The inviter pays rule only applies where there is no prior agreement. Most of the time people go out with friends or family there is some prior agreement. Even if it’s not specific you assume it’s whatever you did last time.

Not for me. I don’t think that such an event has a host.

“I’d like to take you out to dinner.” The inviter pays.

“Let’s go out to dinner.” Everyone pays separately.

Maybe you have a point. My friends and I mostly split the checks. I was eating out with friends frequently, once a week at least and usually two or three times a week. It wasn’t an event, it was a meal.

Groupon was always a scam from Day 1.

They told businesses: “Let folks have one half-price meal or whatever and you’ve got a full-price customer forever after!”
They told consumers: “Never pay full price for anything ever again! You’ll always be buying with Groupons!”

At least one of those two pitches was a lie and they knew it from the git-go.

What mostly happened in the real world is a few consumers used Groupon for trying stuff they wouldn’t ordinarily do or couldn’t ordinarily afford. But mostly it was a magnet for the incurably cheap to try to half-price everything everywhere all the time.

Pretty quickly the retailers & restaurant folks caught on to who was getting the short end of that stick.

My mind works differently. What is important is that it is a meeting or get together in a public place. The food has little to do with it. You might talk about how good the food is at some place when making the invitation but that is just a ploy to get them to show up.

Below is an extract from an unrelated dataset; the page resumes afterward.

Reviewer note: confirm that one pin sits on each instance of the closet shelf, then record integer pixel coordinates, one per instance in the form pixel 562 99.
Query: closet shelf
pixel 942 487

Doesn’t even have to be a public place. A dinner or game night or whatever in somebody’s house is to my mind the same sort of thing; and in the traditional reciprocity counts as the same thing. The point, as you say, isn’t the food; it’s the getting together.

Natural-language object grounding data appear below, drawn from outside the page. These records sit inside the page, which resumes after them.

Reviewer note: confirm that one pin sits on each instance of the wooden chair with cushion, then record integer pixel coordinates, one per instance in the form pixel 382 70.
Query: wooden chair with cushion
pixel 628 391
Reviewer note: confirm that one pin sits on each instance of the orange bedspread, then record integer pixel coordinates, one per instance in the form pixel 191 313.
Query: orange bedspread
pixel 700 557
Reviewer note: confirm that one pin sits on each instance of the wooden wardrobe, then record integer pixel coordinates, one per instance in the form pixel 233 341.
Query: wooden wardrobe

Huh, they’re not incompatible at all. The same person can have completely different use cases at different times with different willingness to pay. If I’m just looking for a good deal to eat somewhere sometime in the next week, I might not be willing to go to your sushi restaurant unless you give me a discount. If some friends call up and say “Hey, let’s check out the concert next Thursday and let’s grab a bite to eat beforehand”, I’d be willing to say “hey, I had some pretty decent sushi at this place around the corner from the theater, let’s go there”, even if it is full price.

It would be ridiculous to suggest that all Groupon customers ate every single one of their meals only with a Groupon discount. The majority of them did find new places to integrate into their regular rotation circuit of full priced meals.

Mid 30s, lived in Illinois and Virginia. “Inviter always pays” is completely alien to me.The only time I would expect the inviter to pay would be a business meal or if it’s my parents. All of my friends would find it bizarre if I paid for their meals or vice versa, for a social meal.